China’s model places greater emphasis on application and optimization within defined systems. The May 2025 guidelines prohibit students from submitting AI-generated content as academic work and mandate critical thinking about AI outputs. But the curriculum’s stated goal is technological self-reliance and industrial competitiveness. Ethical training is supplementary to that objective, not co-equal with it.

 

India’s approach builds contextually adaptable workers suited to a diverse economy with a large service sector, an informal workforce, and developmental challenges that require cross-domain problem solving. China builds functionally specialised workers aligned with a coordinated industrial state. The question for India is whether its broad-base strategy produces workers with enough technical depth to compete for high-value segments of the AI economy, and whether the infrastructure to support that depth exists outside the country’s top-tier urban schools.

 

Execution Gap

Teacher training is the most acute pressure point.
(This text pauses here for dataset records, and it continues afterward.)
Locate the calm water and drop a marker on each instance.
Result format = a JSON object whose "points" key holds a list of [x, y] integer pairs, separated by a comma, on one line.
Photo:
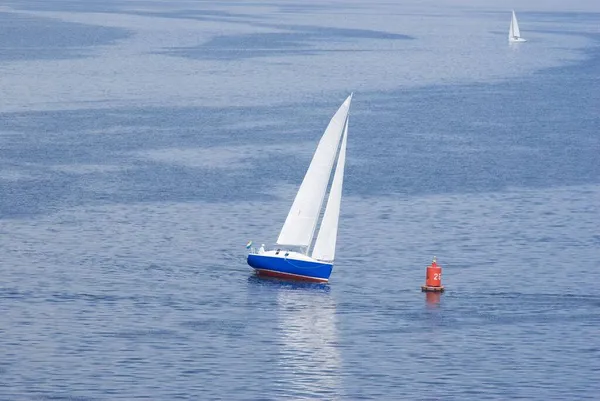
{"points": [[142, 144]]}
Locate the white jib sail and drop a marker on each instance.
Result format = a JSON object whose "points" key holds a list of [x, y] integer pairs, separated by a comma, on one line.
{"points": [[300, 224], [514, 25], [327, 237]]}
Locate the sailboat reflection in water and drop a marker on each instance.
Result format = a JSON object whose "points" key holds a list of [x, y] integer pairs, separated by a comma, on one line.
{"points": [[308, 358], [292, 258]]}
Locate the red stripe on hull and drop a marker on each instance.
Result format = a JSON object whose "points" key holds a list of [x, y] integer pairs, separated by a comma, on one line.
{"points": [[289, 276]]}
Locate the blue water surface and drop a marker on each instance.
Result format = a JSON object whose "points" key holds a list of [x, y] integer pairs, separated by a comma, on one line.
{"points": [[123, 224]]}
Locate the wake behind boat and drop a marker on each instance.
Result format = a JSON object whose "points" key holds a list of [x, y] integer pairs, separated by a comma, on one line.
{"points": [[514, 34], [291, 257]]}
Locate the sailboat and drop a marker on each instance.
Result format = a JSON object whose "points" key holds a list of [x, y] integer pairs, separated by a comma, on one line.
{"points": [[295, 256], [514, 35]]}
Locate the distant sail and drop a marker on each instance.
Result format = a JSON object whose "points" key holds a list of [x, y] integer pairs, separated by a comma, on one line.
{"points": [[514, 34]]}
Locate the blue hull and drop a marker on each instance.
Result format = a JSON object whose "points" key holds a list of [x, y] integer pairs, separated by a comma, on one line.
{"points": [[290, 268]]}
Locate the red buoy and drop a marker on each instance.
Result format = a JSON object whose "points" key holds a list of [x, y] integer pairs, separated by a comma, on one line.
{"points": [[433, 278]]}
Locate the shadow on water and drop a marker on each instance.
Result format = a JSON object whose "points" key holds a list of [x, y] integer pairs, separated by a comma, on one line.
{"points": [[277, 283], [306, 349]]}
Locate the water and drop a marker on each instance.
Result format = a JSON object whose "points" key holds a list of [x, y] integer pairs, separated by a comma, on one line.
{"points": [[142, 144]]}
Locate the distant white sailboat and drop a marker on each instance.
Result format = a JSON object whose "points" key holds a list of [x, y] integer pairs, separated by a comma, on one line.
{"points": [[292, 258], [514, 34]]}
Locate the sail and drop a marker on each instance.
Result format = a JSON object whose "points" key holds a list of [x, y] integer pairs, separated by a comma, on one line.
{"points": [[515, 26], [327, 237], [300, 224]]}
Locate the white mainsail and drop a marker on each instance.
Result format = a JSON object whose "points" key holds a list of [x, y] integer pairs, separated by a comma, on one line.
{"points": [[514, 32], [300, 224], [326, 239]]}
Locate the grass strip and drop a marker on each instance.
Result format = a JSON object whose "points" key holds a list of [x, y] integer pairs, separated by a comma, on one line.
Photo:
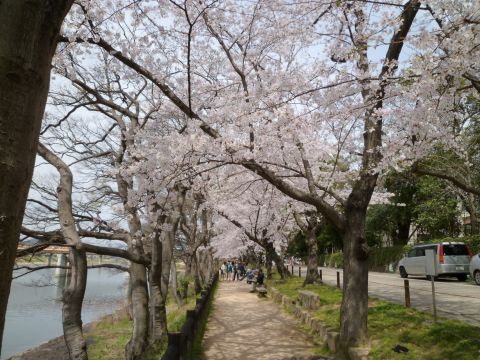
{"points": [[392, 324]]}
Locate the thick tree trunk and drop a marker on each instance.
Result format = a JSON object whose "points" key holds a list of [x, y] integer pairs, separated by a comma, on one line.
{"points": [[196, 275], [139, 340], [158, 311], [282, 270], [312, 262], [75, 290], [72, 306], [188, 273], [268, 264], [161, 268], [173, 281], [354, 309], [28, 38]]}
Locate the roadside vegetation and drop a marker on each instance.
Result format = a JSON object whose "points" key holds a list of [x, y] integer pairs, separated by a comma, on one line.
{"points": [[390, 325], [108, 337]]}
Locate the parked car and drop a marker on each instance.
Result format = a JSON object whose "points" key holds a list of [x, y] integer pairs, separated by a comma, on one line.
{"points": [[452, 259], [475, 268]]}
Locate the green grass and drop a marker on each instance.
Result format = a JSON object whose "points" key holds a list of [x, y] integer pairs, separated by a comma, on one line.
{"points": [[107, 339], [391, 324], [197, 348]]}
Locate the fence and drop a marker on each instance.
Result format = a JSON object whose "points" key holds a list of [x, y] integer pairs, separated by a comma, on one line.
{"points": [[180, 344]]}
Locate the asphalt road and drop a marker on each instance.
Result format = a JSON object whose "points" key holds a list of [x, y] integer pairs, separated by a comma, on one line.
{"points": [[454, 299]]}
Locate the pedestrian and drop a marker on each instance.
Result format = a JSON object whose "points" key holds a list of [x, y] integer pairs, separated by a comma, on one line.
{"points": [[229, 270], [235, 271], [223, 271], [241, 269]]}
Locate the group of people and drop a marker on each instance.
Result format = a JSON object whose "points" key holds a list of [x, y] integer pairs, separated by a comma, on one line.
{"points": [[232, 270]]}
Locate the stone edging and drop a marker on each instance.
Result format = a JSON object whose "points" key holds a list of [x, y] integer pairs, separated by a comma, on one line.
{"points": [[328, 334]]}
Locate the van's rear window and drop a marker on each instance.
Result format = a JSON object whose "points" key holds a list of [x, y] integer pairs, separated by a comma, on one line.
{"points": [[457, 249]]}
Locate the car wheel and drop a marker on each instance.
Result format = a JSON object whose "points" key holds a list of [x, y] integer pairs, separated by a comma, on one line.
{"points": [[476, 277]]}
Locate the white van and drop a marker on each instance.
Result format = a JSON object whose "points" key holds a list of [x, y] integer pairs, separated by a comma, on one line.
{"points": [[452, 259]]}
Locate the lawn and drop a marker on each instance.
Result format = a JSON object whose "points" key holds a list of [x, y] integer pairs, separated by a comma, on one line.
{"points": [[391, 324]]}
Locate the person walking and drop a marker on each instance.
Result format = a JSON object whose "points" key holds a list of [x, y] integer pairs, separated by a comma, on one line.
{"points": [[223, 271], [235, 271], [229, 270]]}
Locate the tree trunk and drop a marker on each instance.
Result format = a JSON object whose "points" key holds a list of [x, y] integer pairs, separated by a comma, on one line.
{"points": [[138, 342], [28, 38], [173, 280], [312, 262], [196, 275], [354, 309], [268, 264], [161, 264], [72, 305], [282, 270], [158, 310], [188, 273], [75, 290]]}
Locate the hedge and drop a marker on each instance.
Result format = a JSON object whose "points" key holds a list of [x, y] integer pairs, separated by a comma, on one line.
{"points": [[380, 258]]}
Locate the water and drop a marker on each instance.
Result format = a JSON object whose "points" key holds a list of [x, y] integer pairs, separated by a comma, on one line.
{"points": [[34, 313]]}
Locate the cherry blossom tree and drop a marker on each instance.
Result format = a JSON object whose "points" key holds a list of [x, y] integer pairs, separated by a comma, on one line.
{"points": [[28, 40]]}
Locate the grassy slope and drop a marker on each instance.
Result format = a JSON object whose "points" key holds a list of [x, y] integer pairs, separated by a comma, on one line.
{"points": [[107, 339], [391, 324]]}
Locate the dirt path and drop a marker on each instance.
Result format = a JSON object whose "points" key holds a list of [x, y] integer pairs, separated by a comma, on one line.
{"points": [[243, 326]]}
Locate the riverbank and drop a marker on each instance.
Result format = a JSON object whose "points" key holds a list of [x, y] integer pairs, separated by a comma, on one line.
{"points": [[116, 326], [390, 326], [107, 337]]}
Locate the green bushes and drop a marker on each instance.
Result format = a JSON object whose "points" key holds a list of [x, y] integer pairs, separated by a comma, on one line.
{"points": [[472, 241], [378, 259]]}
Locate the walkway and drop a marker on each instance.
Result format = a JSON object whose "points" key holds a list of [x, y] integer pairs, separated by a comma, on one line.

India has approximately 96 lakh school teachers as of UDISE+ (Unified District Information System for Education Plus) 2024-25. NISHTHA’s (National Initiative for School Head and Teachers Holistic Advancement) grade-specific modules are the planned delivery mechanism. But AI pedagogy is not yet integrated into B.Ed. curricula. Teachers trained through short-term workshops face students who will not see the benefit if that training does not translate into sustained classroom practice.

 

The infrastructure deficit compounds this. A school without functional electricity cannot run AI-enabled tools. A student without home internet access cannot practise outside school hours. The 18.5 percentage point internet access gap between government and private schools is not a technology problem. It is a resource allocation problem that requires sustained public investment, not curriculum design.

 

If India addresses these gaps, its broad-base model holds genuine promise. A large, demographically young workforce applying AI across agriculture, health, logistics, and finance could produce development outcomes that specialised industrial pipelines do not reach.

 

If those gaps remain, AI education will expand awareness without shifting labour outcomes. Students will learn what AI is. They will not learn to use it at a level that changes what work they access.

 

The curriculum is set. The system that must deliver it is under-resourced in precisely the schools that serve the students who need it most.

 

(The writer is an independent public policy researcher who writes on political economy, climate, and the ethics of everyday systems. Views personal.)